Real estate investment can be a mysterious subject. There are so many strategies, niches, and ideas to learn and try. It’s best to start out with expert guidance and simple advice that will give you direction and focus in your investing career.
Continue reading to learn 4 essential strategies that will help you get started as a real estate investor, and keep you profitable for the long-term.
1. The ‘Lipstick’ Flip
One of the most essential investment strategies is the ‘lipstick’ or light cosmetic flip. This type of project involves less than $5k of work, can typically be completed in around 45 days, and involves less risk than flips that require significant repairs.
The process involves finding a suitable property, making minor cosmetic repairs, reselling quickly, and then cashing out and repeating the process. This will help you build the capital to expand operations and grow your portfolio.
Some of the resources you’ll need to get the job done include purchase and rehab financing, reliable contractors, access to property data, and the assistance of real estate professionals.
Once you have your financing in place (typically hard or private money), and you’re educated on the process, you’re ready to go out and look for properties that show physical signs of distress such as weathered siding and paint, tall grass, piles of newspapers, broken garage doors, stained flooring, holes in the drywall, cars with spider webs, and any other signs of neglect.
How do I know how much to pay for the property?
The most common formula for preparing your offer is to take the after-repair value (ARV) and multiply it times .7, or 70%, and then subtract your expected repairs costs; this is sometimes referred to as the 70% rule (although more of a guideline in practice).
2. Buy & Hold
Buy and hold is a more traditional investing approach that allows you to build passive, on-going income for the rest of your life. This investing approach involves finding properties like those we discussed before, repairing to making them suitable for renting, leasing the property out, and collecting rents. The lower the price you buy the property at, the higher your potential long-term cash flow.
You’ll need a reliable source of financing such as a convention loan, personal cash, or funds contributed by a partner. To reduce your legal risk and minimize your taxes, consider forming a legal entity such as a Limited Liability Company (LLC) or Corporation.
Unless you’re local to the property and have the time to manage it yourself, it’s a great idea to hire a personable and professional property manager to handle maintenance requests, oversee repairs, screen tenants, maintain financial records, and collect rents.
Wholesaling is a less common approach that is becoming more popular as investors are looking for minimal risk, and maximum returns in the shortest possible amount of time.
The process here starts with finding distressed properties and getting them under contract using the 70% rule as the basis for your offers. Once you have negotiated with the motivated seller and acquired their signature on the contract, you can sell or ‘assign’ that agreement to another investor for an agreed upon ‘wholesale’ fee.
An advantage of this approach is that it requires only the money to market for motivated sellers and buyers. After you have a property under contract, you can get paid in as little as 10 days. Depending on home values in your market, you could walk away with $5-30k, and even more.
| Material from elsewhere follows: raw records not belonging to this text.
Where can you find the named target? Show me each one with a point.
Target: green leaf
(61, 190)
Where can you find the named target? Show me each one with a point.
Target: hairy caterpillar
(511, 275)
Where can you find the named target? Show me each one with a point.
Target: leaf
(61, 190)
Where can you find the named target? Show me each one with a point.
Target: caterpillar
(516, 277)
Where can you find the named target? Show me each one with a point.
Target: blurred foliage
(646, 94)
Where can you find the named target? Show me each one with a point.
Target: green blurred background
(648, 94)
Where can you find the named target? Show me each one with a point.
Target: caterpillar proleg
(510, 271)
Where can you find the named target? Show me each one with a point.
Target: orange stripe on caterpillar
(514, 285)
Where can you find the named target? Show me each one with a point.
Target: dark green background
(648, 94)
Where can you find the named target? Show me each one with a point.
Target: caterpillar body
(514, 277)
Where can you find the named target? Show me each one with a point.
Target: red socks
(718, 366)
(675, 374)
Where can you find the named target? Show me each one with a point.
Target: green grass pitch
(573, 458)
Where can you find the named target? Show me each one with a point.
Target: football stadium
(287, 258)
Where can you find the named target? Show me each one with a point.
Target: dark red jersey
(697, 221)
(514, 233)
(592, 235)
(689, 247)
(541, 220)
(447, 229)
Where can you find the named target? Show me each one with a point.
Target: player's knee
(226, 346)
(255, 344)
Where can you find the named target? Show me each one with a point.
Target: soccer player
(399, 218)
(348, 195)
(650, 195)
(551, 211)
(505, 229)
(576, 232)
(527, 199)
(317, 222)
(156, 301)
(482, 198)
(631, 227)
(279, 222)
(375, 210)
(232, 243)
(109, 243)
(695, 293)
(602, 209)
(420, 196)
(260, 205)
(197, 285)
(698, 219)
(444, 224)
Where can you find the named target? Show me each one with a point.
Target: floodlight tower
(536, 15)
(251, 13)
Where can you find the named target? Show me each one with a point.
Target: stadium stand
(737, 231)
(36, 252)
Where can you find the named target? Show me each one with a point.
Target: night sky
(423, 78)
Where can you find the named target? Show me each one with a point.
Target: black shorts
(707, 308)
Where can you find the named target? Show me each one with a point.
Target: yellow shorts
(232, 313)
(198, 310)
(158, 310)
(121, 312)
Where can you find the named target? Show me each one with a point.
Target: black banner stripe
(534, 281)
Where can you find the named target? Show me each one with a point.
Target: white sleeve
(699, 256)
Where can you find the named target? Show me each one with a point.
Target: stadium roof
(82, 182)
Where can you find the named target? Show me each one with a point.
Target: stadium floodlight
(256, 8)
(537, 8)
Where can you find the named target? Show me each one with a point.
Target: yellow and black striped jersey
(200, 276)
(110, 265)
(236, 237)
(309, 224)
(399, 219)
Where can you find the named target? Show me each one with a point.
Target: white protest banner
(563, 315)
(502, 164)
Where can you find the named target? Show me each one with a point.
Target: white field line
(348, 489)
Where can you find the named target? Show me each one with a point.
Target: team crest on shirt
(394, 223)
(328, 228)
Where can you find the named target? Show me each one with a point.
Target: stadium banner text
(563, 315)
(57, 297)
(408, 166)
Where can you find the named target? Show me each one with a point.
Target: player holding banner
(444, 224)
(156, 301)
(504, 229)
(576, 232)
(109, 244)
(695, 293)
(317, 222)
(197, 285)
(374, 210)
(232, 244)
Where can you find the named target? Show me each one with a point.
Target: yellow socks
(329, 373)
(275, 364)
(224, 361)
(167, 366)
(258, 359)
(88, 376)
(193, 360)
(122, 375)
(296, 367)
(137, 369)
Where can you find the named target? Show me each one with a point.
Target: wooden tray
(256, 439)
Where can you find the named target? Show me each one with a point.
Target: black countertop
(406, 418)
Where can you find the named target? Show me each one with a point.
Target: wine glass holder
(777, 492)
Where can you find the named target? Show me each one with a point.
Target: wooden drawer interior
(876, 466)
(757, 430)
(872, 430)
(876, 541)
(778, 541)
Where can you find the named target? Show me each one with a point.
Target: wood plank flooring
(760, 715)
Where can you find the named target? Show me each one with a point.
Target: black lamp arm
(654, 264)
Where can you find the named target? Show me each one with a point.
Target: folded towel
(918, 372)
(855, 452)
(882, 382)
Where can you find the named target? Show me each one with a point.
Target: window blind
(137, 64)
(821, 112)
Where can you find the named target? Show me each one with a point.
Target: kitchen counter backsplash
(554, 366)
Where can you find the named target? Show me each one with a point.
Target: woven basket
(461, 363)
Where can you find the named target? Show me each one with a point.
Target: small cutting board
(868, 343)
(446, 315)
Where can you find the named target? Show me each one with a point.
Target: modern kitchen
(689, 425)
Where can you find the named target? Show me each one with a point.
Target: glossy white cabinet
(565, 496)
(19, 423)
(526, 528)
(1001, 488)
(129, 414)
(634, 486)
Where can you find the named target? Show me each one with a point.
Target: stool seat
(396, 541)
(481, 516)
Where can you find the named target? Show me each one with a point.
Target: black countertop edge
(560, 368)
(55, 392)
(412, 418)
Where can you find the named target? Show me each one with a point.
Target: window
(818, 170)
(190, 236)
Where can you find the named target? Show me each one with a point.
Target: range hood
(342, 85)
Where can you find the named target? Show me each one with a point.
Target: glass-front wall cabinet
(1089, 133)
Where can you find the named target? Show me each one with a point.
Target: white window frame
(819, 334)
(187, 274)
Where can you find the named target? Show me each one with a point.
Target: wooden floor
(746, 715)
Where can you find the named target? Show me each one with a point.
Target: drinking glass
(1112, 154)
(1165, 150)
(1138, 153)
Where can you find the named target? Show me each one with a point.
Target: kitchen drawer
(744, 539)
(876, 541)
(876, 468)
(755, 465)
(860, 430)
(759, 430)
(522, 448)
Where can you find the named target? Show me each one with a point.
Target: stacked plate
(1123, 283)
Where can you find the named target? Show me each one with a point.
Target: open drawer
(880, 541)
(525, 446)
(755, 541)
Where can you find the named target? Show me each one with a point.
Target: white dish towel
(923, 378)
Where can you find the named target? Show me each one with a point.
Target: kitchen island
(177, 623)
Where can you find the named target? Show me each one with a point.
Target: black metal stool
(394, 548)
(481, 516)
There are many opportunities out there, and the more marketing you put out, the greater you’re chances of hitting a Home Run.
The final approach we’ll discuss here is another form of rental investment. It combines short and long-term strategies to help grow your rental portfolio more quickly than traditionally possible. The BRRR&R stands for Buy, Renovate, Rent, Refinance & Repeat.
To get started you’ll need to find a great deal on a property (one that needs repairs and is priced under market). After you close the deal, renovate to the finish level expected by renters in the community. When you’re planning the repairs, select durable paint, flooring, counters, and other materials that will withstand tenant abuse, and minimize long-term maintenance costs.
After the property is repaired, screen and select quality tenants with solid employment and rental histories. The property will need to season for a period of 12 to 24 months, depending on the standards of your selected refinance lender, to demonstrate the financial stability of the property. Lenders will look at the positive cash flow that the property produces, and the quality of the tenants. With the refinance you pull cash out of the property’s equity and use the money as a down payment or rehab funds for your next acquisition.
Putting it into Action
Using these methods will allow you to start with very little money and grow your bank account and portfolio. A combination of these approaches will provide you with numerous investment opportunities and greater financial stability by diversify your strategies and portfolio.
If you need more guidance to absorb these methods and get started putting them into action, reach out to an experienced investor online or in your local community. Working with a mentor will help you define your strategies, give you the tools to succeed, and build your confidence in negotiations.